私たちにとっての13年は、過ぎ去ってしまえば言葉のとおりあっという間だったかもしれないけれど、自らの命と向き合ってきた妻の13年とそれをただ見守ってきた私の13年は、言葉では言い尽くせない長い長い時間でもありました。そんな簡単にやり過ごせる時間ではありませんでした。

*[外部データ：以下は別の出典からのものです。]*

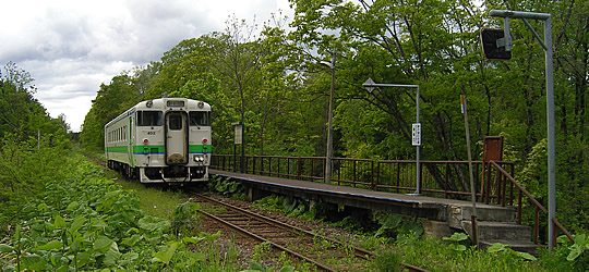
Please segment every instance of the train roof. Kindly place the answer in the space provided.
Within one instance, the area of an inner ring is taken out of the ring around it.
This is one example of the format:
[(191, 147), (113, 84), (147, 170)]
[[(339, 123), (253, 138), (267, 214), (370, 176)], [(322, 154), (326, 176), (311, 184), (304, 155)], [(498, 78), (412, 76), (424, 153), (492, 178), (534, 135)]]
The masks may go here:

この冬の札幌は大雪に見舞われ妻は除雪により右腕を痛め、先日知人に教えてもらった円山(札幌)にある整体の先生に予約を入れ診てもらったようです。先生が身体に触れ治療に入る前にこう言ったらしいです。「消化器系が弱くそこから痛みが発生していますね。自分の思いや考えを上手に言えない性格で、それ故我慢したり自分の中に無理矢理思いを押し込めてしまってそれが原因で消化器系に負担をかけてきたんですね」13年前に手術したことなど話もしていないのに、身体のツボやその人が発する気を捉えて原因を突き止めたのがすごいです。わかる方にはわかるのですね。東洋医学って不思議ですよね。
さて、妻に一人ひとりの生徒と面談ではなくおしゃべりを昼休みと放課後に校長室で30分間しているんだよ、と話をしたら妻が私にこう言いました。「私、自己表現できない人の気持ちすごくわかるよ。言いたいけど言えないその気持ち。私はずっとそうだったから。人を不愉快にさせないためにいつも気を遣って我慢ばかりしてたから。だからね、生徒の気持ちを聴いてあげる先生の存在ってとても大事だと思う。世の中の学校の先生がみんなそうなるといいね。生徒が思いを言えるようになれば消化器系に負担をかけない人が増えて私みたいにならなくて済むからね」妻は笑いました。なんだか妙に説得力のある言葉でときり、としました。
私も経緯は違えど真っ直ぐに話を聴いてくれた先生がいたから今があります。最初はずいぶん失礼な物言いや態度をとったものですが、毎日のように私の前に現れては声をかけてくる先生にやがて心を開くことができたわけです。一人の先生の存在は人生を変えるほどの影響力がある。私は実体験からそう思っています。
モエレ沼公園内に咲いていたエゾエンゴサクです。この花の花言葉は 「妖精のような」「幸せな時間」「静かな喜び」です。本日の話とわずかながらつながるでしょうか。